There was no error in the judgment of the circuit court affirming the order of the commission allowing death benefits to the widow and defendant minor children of the deceased, and that judgment will be affirmed.
(Hn 3) The appellants complain, however, that the judgment of the circuit court affirming the order of the commission did not impose a limitation of 66 2/3 per cent of the average weekly wage of the deceased as a maximum limitation upon the total amount of the death benefits to be paid to all of the claimants. But the statute, Section 6998-13, Code of 1942, provides that "the total amount payable shall in no case exceed sixty-six and two-thirds per centum (66 2/3%) of such wages, subject to the maximum limitations and to weekly benefits as set up in this act." The judgment of the lower court must therefore be construed so as to give effect to the statutory limitation.

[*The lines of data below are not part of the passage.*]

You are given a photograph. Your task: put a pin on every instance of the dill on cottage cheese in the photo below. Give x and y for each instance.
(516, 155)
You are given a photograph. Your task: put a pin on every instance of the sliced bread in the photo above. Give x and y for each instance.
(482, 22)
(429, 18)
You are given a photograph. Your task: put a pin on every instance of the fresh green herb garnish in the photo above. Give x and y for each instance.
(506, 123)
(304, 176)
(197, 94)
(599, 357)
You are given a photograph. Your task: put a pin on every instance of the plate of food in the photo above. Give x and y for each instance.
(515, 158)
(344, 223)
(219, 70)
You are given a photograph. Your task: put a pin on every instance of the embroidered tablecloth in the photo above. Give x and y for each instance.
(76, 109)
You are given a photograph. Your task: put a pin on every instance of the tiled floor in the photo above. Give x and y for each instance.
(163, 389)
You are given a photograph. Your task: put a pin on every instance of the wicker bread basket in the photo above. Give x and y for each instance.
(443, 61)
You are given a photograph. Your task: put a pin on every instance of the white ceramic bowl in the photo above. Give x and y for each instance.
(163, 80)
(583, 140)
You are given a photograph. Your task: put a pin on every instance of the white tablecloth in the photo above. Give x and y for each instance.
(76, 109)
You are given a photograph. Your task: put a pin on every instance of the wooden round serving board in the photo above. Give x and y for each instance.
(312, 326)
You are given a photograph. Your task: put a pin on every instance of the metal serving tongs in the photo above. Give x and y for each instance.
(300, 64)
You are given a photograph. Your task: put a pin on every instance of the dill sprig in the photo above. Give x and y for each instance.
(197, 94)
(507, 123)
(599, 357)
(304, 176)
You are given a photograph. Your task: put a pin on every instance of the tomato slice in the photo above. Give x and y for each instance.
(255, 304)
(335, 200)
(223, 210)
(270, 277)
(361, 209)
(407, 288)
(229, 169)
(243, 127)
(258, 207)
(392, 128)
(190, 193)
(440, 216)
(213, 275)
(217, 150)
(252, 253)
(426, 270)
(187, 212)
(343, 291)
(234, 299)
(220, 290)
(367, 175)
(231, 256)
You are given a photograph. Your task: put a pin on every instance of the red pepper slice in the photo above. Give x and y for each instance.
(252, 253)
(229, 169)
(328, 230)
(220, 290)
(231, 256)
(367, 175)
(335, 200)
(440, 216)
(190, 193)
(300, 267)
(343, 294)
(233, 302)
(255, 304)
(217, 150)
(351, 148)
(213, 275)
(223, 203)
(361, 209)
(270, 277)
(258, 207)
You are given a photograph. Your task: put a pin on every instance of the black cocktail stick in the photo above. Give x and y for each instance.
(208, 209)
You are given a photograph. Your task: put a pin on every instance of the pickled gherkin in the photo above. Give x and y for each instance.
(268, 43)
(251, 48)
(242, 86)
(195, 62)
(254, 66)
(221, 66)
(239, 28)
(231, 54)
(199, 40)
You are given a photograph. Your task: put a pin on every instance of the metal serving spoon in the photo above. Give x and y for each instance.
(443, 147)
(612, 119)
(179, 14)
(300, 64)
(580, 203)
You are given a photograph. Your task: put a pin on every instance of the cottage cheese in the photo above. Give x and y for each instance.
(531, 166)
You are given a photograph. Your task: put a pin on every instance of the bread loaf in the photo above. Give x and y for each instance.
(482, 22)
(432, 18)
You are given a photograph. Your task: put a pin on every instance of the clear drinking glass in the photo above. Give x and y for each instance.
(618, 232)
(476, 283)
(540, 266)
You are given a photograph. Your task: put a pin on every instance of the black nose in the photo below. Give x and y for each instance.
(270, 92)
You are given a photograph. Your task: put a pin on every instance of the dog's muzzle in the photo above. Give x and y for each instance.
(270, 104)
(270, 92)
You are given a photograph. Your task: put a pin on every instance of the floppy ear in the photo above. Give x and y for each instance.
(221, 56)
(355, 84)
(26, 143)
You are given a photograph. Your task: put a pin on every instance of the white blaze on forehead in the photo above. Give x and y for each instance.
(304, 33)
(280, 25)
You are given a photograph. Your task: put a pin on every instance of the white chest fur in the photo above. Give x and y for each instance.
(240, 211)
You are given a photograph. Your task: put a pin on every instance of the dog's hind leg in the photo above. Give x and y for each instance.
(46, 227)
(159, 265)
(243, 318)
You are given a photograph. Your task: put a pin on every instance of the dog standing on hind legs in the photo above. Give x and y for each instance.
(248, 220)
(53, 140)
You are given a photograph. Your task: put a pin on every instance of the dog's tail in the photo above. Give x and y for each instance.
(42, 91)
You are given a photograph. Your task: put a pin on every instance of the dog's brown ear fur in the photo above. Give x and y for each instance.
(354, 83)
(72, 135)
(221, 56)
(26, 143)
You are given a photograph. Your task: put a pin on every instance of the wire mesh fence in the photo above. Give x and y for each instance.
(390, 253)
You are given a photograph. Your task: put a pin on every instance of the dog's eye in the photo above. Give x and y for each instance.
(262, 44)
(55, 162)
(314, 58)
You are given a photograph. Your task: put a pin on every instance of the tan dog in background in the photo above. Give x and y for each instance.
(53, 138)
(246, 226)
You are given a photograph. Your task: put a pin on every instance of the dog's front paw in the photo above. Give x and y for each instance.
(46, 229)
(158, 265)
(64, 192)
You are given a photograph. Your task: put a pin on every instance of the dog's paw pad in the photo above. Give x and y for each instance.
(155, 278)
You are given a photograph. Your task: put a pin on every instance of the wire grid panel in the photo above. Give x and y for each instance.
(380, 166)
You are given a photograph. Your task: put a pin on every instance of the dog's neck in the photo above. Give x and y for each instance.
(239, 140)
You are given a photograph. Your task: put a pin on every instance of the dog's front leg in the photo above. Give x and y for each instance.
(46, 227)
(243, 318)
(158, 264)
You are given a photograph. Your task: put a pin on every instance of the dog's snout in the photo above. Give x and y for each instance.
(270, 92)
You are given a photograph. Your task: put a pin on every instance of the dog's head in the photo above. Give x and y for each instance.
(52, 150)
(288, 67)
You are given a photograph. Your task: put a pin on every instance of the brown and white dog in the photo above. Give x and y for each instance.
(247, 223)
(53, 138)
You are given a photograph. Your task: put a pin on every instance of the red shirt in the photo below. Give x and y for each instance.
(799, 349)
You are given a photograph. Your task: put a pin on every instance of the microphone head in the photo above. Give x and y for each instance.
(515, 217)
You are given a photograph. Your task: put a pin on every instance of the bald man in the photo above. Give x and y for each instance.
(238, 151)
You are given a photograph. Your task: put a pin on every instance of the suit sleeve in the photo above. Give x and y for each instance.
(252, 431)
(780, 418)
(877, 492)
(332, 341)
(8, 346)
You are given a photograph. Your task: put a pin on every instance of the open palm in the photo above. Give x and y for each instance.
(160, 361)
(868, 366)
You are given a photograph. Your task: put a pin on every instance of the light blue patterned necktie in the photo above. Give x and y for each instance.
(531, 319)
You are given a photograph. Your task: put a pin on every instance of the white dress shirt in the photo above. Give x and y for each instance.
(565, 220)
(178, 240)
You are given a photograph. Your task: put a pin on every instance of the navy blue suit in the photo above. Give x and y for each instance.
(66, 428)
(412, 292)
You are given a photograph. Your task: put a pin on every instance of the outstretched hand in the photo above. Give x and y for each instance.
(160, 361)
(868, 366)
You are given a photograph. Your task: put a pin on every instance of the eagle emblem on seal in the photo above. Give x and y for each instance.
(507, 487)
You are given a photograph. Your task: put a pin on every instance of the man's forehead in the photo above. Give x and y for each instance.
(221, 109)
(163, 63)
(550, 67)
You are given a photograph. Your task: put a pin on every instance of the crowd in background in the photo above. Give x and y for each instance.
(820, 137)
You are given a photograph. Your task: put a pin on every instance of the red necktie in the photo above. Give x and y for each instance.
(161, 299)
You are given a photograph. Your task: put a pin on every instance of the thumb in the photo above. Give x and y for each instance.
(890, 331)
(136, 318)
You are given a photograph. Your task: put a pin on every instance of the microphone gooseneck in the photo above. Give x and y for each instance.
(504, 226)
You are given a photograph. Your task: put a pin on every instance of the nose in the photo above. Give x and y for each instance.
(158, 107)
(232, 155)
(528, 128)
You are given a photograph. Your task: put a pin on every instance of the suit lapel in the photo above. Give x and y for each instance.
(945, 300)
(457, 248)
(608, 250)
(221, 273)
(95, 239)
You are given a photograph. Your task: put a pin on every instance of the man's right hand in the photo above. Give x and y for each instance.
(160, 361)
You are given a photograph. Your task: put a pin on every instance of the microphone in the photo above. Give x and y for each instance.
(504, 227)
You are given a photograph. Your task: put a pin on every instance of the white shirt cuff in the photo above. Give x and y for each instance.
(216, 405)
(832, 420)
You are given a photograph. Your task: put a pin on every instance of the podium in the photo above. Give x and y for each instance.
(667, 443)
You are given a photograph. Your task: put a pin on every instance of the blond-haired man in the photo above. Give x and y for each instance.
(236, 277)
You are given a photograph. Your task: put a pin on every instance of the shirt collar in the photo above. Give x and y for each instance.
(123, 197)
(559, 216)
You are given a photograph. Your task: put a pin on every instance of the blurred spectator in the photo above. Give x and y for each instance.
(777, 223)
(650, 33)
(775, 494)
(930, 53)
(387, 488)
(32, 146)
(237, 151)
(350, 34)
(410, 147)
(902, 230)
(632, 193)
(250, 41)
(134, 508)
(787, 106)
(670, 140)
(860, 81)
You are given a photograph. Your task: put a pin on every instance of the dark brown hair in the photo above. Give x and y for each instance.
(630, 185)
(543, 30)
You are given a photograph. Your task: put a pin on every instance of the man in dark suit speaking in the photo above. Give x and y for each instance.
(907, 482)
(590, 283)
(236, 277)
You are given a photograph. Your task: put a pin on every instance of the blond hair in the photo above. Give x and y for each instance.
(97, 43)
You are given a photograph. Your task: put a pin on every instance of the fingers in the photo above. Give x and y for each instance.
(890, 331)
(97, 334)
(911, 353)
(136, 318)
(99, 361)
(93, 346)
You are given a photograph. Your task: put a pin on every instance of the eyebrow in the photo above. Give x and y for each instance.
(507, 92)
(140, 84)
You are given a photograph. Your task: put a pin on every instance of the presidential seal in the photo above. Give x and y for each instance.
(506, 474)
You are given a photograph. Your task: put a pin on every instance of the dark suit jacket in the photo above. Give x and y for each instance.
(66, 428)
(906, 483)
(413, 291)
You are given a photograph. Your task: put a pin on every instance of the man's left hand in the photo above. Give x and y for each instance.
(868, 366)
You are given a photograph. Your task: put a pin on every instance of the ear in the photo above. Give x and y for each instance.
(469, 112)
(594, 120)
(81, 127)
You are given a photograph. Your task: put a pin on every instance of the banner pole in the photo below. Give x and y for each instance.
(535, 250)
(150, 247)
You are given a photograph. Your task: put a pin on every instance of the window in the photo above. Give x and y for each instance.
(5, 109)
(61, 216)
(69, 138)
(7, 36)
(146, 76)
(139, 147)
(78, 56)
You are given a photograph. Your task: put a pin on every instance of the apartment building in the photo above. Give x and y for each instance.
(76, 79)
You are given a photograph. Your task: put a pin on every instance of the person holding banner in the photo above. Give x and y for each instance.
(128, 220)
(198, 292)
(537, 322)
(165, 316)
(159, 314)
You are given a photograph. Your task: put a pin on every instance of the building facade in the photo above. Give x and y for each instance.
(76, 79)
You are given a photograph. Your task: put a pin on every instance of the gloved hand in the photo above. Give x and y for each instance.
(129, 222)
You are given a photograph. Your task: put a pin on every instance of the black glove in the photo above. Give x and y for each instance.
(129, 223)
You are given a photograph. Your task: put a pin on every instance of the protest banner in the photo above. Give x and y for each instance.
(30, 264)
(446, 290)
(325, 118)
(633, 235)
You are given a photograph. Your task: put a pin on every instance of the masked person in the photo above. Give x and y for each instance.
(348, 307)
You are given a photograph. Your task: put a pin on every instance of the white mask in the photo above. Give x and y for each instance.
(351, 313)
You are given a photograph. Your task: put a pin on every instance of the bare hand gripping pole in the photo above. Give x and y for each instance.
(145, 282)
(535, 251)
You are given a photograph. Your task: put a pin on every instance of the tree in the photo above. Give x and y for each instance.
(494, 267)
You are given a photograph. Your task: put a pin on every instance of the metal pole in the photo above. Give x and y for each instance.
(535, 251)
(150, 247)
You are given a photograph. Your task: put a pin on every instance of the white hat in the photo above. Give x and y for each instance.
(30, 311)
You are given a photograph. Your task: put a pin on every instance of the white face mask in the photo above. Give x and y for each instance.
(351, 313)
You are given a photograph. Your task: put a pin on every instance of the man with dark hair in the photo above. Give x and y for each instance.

(Hn 4) It also appears from the record that the circuit court allowed to the attorneys of record for the appellees an attorney's fee in the amount of 45 per cent of the total recovery, to be paid in a lump sum, as compensation for their services in handling the case before the commission and on appeal. The record shows that the attorneys for the appellees have rendered excellent services on behalf of their clients in a case which required unusual effort. But this Court has held that the fee for all services of claimants' attorneys in cases of this kind should not exceed one-third of the sum recovered. Sunnyland Contracting Co., Inc., et al. v. Davis et al. (Miss.), 75 So.2d 638. That part of the judgment of the circuit court allowing the above mentioned attorney's fee will therefore be modified here, so as to show the allowance of an attorney's fee of 33 1/3 per cent of the total of the sums recovered, in lieu of the fee of 45 per cent mentioned above, and the amount thus allowed shall be computed and paid in a lump sum as provided in the opinion rendered in Sunnyland Contracting Co., Inc. v. Davis, supra.
The judgment of the lower court affirming the order of the Workmen's Compensation Commission allowing death benefits to the appellees is affirmed. That part of the judgment relating to the allowance of an attorney's fee is modified and affirmed, and the cause is remanded.
Affirmed and remanded.
Roberds, P.J., and Arrington, Ethridge and Gillespie, JJ., concur.